Neil Gaiman thought he wrote comic books. But a newspaper editor, of course, set him straight.

Back when he was riding the diabolical headwinds of his popular series of graphic novels, The Sandman, the author attended a party where he introduced himself as a comic-book writer to a newspaper's literary editor. But when the editor quickly realized who this actually was -- and the glaze melted from his eyes -- he offered Gaiman a correction tinged with astonishment: "My God, man, you don't write comics, you write graphic novels." Relating the story to theLos Angeles Times in 1995, Gaiman said, "I suddenly felt like someone who had been informed that she wasn't a hooker, that in fact she was a lady of the evening."

Gaiman's done much more, of course, than simply write graphic novels, having coauthored, with Terry Pratchett, Good Omens, a comic novel about the Apocalypse; adapted into hardcover the BBC miniseries Neverwhere about the dark underworld beneath the streets of London; and, inspired by his young daughter, put a horrifying spin on C.S. Lewis' wardrobe doors for Coraline, a children's book about a passageway into a magical, yet malevolent, land.
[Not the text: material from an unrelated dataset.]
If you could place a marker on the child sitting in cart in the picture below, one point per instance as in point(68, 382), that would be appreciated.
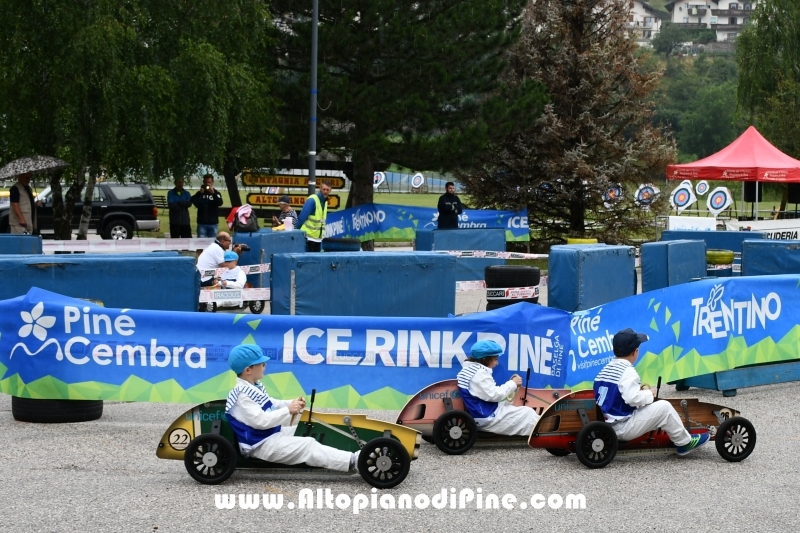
point(263, 425)
point(629, 409)
point(486, 401)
But it is The Sandman that is Gaiman's magnum opus.

Though he had told a career counselor in high school that he wanted to pen comic books, he had a career as a freelance journalist before his first graphic novel, Violent Cases, was published in England in 1987. DC Comics discovered him and The Sandman was born. Or reborn, actually. The comic debuted back in 1939 with a regular-Joe crime fighter in the lead. But in Gaiman's hands the tale had a more otherworldly spin, slowing introducing readers to the seven siblings Endless: Dream, Death, Desire, Destiny, Destruction, Despair and Delirium (once Delight). They all have their roles in shaping the fates of man. In fact, when Death was imprisoned for decades, the results were devastating. Richard Nixon reached The White House and Michael Jackson the Billboard charts.

Direction from newspaper editors notwithstanding, to Gaiman, these stories are still comic books. The man who shuttled back and forth between comics and classics in his formative years and can pepper his writing with references to Norse mythology as well as the vaudevillian rock group Queen, never cottoned to such highbrow/lowbrow distinctions. Comparing notes on a yachting excursion with members of the Irish rock band U2, the writer who looks like a rock star and Delirium and the rock stars who gave themselves comic-worthy names such as Bono and The Edge came to a realization: Whether the medium is pop music or comic books, not being taken seriously can be a plus. "It's safer to be in the gutter," he told The Washington Post in 1995.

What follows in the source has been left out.